Validation when using DDP

mariosconsta · April 8, 2024, 11:05am

Simple question but I did not find any relevant information about it. I am currently using DDP and I am training on 4 cards, every 10 epochs I have a function that runs on the validation set like this:

mae, mse = self.validate()

My question is, should I have it run only on the main GPU, like this?

if self.local_rank == 0:
    mae, mse = self.validate()

I feel its a bit pointless to have all cards running validation but I haven’t been able to find info that state otherwise.

Thank you for reading

divinho · April 8, 2024, 2:52pm

It makes sense to have all cards running validation as you can complete it sooner. (which means you can start training again sooner)

note for the correct result (combined from all cards) you would need to run torch.distributed.all_reduce()

mariosconsta · April 9, 2024, 8:19am

I have never used this method or seen it in any of the tutorials. Do I use this for validation or training as well?

divinho · April 10, 2024, 1:20am

It’s going to be difficult for you to make progress if you don’t understand the tools you are using. I suggest understanding how DDP works at a high level.

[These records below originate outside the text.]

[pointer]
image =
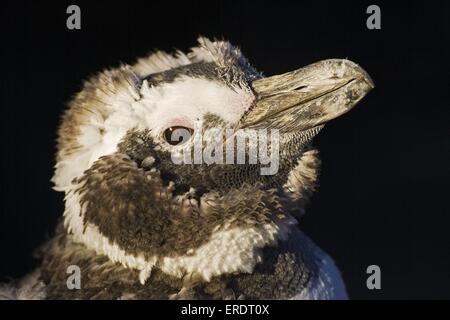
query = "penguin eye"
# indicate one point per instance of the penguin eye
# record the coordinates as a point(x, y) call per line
point(177, 135)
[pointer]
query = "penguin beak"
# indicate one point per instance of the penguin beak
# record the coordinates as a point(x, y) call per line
point(308, 97)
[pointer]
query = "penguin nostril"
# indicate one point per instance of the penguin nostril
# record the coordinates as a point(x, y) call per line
point(177, 135)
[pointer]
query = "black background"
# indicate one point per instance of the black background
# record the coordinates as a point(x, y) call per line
point(384, 182)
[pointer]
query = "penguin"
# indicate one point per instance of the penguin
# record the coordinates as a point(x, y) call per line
point(139, 225)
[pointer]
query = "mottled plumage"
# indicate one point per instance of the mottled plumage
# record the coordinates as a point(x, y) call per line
point(140, 226)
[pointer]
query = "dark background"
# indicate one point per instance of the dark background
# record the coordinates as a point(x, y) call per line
point(384, 182)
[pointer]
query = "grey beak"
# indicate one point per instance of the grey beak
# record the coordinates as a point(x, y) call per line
point(307, 97)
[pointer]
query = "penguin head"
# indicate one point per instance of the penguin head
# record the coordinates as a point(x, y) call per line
point(130, 197)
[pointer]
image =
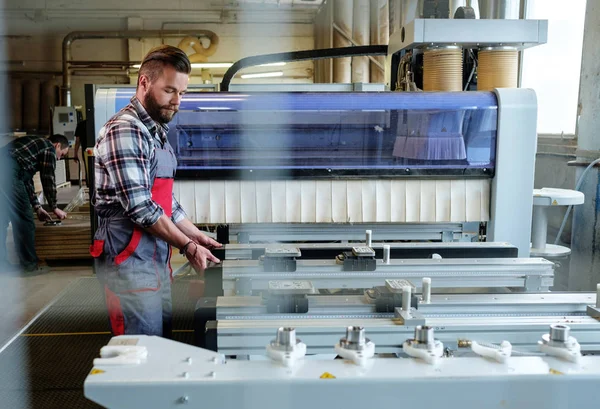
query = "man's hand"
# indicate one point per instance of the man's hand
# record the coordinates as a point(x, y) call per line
point(198, 256)
point(60, 214)
point(205, 241)
point(43, 215)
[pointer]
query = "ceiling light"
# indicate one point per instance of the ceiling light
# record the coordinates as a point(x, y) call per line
point(263, 75)
point(273, 64)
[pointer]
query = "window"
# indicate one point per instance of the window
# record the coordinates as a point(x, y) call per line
point(553, 69)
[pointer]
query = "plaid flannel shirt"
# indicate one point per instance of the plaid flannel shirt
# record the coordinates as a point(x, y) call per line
point(124, 153)
point(33, 154)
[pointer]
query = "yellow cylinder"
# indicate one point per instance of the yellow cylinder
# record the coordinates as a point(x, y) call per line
point(497, 68)
point(442, 69)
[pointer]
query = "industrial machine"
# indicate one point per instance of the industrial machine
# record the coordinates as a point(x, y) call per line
point(462, 352)
point(316, 167)
point(326, 166)
point(64, 121)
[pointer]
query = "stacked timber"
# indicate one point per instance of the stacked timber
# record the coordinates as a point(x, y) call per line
point(69, 240)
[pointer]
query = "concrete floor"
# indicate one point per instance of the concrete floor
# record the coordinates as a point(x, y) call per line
point(22, 298)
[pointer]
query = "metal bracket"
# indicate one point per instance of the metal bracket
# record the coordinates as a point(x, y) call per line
point(359, 259)
point(447, 236)
point(533, 283)
point(593, 311)
point(279, 264)
point(243, 286)
point(287, 304)
point(280, 259)
point(410, 317)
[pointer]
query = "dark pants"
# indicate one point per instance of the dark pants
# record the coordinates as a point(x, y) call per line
point(15, 207)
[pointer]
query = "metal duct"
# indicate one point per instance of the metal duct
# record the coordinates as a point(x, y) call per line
point(16, 105)
point(379, 35)
point(48, 101)
point(31, 106)
point(342, 18)
point(98, 35)
point(360, 34)
point(499, 9)
point(200, 54)
point(455, 4)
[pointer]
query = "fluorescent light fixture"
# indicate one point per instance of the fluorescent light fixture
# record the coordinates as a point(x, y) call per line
point(263, 75)
point(222, 65)
point(202, 65)
point(273, 64)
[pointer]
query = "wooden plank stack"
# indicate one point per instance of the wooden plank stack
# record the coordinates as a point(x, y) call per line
point(69, 240)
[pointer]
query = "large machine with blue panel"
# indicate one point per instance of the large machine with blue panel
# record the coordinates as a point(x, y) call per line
point(335, 164)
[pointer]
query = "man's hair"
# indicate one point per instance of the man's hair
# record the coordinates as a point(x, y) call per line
point(161, 56)
point(58, 138)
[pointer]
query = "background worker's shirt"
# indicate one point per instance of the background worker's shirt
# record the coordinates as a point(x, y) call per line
point(36, 154)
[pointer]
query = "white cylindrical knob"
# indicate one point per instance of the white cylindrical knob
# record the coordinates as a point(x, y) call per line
point(539, 228)
point(386, 254)
point(559, 332)
point(406, 296)
point(426, 290)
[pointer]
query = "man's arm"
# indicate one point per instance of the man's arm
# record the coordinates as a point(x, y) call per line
point(169, 232)
point(125, 153)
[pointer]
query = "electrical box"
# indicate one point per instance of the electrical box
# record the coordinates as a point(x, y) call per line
point(64, 122)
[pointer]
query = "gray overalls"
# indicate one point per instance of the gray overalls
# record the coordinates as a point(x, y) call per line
point(133, 265)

You should not do it for training, that would be bad as it would slow things down for very little benefit.

mariosconsta · April 10, 2024, 7:16am

This is why I am here Thank you for your input, have a lovely day!

divinho · April 12, 2024, 3:02pm

To add an answer to your original question. You could do what you suggested

if self.local_rank == 0:
    mae, mse = self.validate()

and that would work (and be the simplest solution)!

Your overall training would be slower because of the validation being slower. But maybe that’s fine for you.